Am picking up my better half at Glasgow airport late at night and need to head north. Does anyone know where I might get some sleep after midnight north of Glasgow. It's obviously too late for a camp site. Is it possible to pull in somewhere near Loch Lomond?
Thanks for your help


----------



## Spacerunner (Mar 18, 2006)

At Aberfoyle, take the Duke's Pass, A821. It goes through the Queen Elizabeth Forest Park. Loads of park and picnic places.
Watch out for midges though!!


----------



## strathspey (Oct 30, 2005)

Hi Batch,
After leaving Glasgow airport, head to cross the Clyde at the Erskine Bridge, then head north up the west side of Loch Lomond. After you pass Luss, there are a couple of 'off the road' laybys on the loch side of the road(remnants of the old road up the lochside). you should find either of those suitable.
We've just returned from an extensive Scottish tour, and on the way south, stopped in one of thes laybys for lunch.
Happy travels,
Strathspey


----------



## clodhopper2006 (Aug 13, 2006)

There are some laybys north of Balloch which are regularly used despite "no overnight camping" signs. Also if you swing right at Tarbet and go through Arochar there's a brilliant wild camp at a spot called "rest and be thankful" 
Finally there's a CC campsite at Luss

http://www.siteseeker.co.uk/aspx/details.aspx?id=7180

Bob


----------



## Don_Madge (May 1, 2005)

Hi Kevin,

There's a very large lay by/side road off the A82 beside Loch Lomond. We have stopped there for lunch a few times over the years. I'm not sure of it's exact location hopefully somebody living in the area will give some details.

Don


----------



## quiraing (Feb 12, 2007)

Parking at the side of Loch Lomond not advised - however there is a car park on the left at the north end of Arrocher on the A83 which attracts a number of overnighting M/Homes , it is opposite the filling station, also there is a car park at the Forestry commission visitors centre about 4 miles further on the same road. Hope you enjoy your holiday in God's country.


----------



## clodhopper2006 (Aug 13, 2006)

clodhopper2006 said:


> . Also if you swing right at Tarbet and go through Arochar
> 
> Bob


OOOOOOOPS DO NOT SWING RIGHT! unless you are amphibious. I meant left


----------



## Bill_Posters (May 28, 2007)

Whilst up that way I can thoroughly recommend a visit to the Drovers at Ardlui

The Drovers

It has to be one of the best pubs in the UK. They appear to have made an art form of NOT decorating it for 300 years!

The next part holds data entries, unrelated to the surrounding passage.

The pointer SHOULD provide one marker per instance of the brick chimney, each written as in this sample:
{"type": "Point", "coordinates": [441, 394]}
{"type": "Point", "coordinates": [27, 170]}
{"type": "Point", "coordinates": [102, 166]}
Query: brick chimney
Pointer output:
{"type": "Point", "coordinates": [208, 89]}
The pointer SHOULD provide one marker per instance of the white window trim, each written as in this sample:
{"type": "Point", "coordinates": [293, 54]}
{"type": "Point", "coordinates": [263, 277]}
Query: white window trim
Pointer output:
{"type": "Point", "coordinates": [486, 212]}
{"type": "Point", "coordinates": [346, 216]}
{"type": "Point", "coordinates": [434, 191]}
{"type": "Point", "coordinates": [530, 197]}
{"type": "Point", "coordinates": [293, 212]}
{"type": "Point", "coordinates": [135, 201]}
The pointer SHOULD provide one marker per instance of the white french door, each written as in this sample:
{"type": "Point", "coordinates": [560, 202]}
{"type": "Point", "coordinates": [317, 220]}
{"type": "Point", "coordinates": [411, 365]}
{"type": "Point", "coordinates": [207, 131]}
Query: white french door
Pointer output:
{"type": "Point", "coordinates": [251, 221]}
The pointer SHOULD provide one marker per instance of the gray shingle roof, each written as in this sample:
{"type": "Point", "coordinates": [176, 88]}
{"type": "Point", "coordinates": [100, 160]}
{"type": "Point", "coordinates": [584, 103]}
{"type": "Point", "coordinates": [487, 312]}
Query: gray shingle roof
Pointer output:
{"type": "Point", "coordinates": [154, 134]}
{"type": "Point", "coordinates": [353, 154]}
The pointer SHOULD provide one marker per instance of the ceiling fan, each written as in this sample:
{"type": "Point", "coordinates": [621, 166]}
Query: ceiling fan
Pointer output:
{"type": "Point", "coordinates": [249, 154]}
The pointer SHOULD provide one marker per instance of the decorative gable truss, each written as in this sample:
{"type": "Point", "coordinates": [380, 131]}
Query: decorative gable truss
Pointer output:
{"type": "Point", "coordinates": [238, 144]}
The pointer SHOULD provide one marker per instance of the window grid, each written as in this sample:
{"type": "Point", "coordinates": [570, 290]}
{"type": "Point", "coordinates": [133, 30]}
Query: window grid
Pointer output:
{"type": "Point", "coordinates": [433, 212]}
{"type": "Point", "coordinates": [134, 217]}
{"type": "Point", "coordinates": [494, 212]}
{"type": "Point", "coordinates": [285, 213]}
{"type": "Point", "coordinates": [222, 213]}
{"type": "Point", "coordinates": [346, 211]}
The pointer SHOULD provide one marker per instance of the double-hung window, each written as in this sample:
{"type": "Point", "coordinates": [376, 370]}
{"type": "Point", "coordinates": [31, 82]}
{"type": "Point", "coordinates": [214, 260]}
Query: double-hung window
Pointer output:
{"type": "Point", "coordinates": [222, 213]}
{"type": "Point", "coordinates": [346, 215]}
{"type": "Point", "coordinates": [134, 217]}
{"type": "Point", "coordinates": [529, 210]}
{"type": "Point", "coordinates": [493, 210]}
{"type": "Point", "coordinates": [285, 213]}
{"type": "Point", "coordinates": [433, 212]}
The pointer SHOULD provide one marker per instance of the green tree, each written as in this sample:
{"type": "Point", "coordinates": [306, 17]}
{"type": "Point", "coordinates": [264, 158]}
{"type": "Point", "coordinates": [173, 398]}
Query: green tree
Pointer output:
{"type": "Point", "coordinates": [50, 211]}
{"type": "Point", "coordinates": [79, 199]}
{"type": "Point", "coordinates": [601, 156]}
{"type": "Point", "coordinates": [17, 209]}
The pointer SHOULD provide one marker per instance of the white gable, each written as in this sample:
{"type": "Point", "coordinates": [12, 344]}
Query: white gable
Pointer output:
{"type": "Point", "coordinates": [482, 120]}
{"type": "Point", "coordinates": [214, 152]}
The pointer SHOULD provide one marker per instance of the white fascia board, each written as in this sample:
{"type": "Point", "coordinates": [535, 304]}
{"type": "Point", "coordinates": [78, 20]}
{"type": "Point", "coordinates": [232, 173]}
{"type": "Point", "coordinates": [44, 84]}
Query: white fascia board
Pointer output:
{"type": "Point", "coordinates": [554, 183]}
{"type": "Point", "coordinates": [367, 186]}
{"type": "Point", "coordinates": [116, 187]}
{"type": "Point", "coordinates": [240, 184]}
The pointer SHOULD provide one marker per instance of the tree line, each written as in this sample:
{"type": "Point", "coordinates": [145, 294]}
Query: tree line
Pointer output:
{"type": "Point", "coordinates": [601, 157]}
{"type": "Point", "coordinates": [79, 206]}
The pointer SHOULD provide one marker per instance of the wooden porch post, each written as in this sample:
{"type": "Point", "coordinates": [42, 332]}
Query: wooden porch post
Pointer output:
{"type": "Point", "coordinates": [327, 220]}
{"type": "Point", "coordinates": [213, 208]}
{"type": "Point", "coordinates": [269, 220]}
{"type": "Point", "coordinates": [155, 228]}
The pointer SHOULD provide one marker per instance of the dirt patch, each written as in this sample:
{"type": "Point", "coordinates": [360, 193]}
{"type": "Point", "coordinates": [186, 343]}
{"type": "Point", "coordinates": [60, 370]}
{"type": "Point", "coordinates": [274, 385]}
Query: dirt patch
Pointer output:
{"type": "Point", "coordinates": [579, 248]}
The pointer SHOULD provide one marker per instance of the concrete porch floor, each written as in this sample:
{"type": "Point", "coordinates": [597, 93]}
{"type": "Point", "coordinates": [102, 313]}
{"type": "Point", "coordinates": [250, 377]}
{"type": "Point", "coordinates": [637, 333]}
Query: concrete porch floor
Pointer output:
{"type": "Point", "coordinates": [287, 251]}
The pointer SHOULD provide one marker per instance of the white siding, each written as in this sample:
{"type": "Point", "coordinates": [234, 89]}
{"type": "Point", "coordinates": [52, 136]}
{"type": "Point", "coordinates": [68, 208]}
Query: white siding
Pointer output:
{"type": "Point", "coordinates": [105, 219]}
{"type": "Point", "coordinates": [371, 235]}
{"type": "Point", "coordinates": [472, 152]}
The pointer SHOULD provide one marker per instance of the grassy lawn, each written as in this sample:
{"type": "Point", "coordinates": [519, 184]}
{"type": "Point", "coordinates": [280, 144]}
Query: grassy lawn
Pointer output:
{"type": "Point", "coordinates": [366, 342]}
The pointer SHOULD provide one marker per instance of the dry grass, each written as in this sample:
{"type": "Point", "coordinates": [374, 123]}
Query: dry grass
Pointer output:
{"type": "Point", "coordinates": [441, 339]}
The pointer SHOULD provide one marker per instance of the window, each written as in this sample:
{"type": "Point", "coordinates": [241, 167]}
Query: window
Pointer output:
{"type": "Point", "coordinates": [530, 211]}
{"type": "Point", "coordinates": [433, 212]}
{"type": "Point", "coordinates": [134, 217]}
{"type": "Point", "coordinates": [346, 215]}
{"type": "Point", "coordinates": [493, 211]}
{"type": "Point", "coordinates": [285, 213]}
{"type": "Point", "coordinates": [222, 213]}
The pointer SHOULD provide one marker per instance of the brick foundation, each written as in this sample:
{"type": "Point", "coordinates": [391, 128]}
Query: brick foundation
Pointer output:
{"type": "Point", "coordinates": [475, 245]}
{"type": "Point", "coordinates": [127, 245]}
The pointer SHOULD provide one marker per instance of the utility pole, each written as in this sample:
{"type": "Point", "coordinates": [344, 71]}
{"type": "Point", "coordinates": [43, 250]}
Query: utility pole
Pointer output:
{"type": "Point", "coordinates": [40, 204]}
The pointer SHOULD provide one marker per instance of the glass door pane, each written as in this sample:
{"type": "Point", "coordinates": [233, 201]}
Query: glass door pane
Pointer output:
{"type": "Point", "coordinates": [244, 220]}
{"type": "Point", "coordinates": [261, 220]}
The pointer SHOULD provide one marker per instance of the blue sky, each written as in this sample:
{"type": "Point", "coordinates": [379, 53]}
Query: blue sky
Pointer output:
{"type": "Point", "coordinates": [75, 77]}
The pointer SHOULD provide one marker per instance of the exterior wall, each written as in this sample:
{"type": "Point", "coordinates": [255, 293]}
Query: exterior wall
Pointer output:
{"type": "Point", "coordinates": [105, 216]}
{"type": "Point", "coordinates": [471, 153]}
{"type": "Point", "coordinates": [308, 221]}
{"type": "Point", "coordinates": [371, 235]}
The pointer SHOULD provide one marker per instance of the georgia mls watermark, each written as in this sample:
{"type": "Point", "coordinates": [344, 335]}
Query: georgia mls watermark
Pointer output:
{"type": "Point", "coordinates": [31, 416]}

It's a great place, with stone flag floors and beamed ceilings.

Map


----------



## clodhopper2006 (Aug 13, 2006)

Bill_Posters said:


> Whilst up that way I can thoroughly recommend a visit to the Drovers at Ardlui
> 
> The Drovers
> 
> ...


Seconded!


----------



## Bill_Posters (May 28, 2007)

Also, depending on your plans, a drive through Glencoe is a must. If you enjoy stunning walks I can thoroughly recommend :-

Glencoe Lochan


----------



## brandywine (Aug 28, 2007)

There is a late arrivals parking area outside the Luss C&CC park if of any help.

Site is on campsite database.

Best of luck.


----------



## Batch (Dec 2, 2005)

Thanks every one. I feel much more confident of finding some where. Just a reminder of what great contributors and helpful people we have on MHF


----------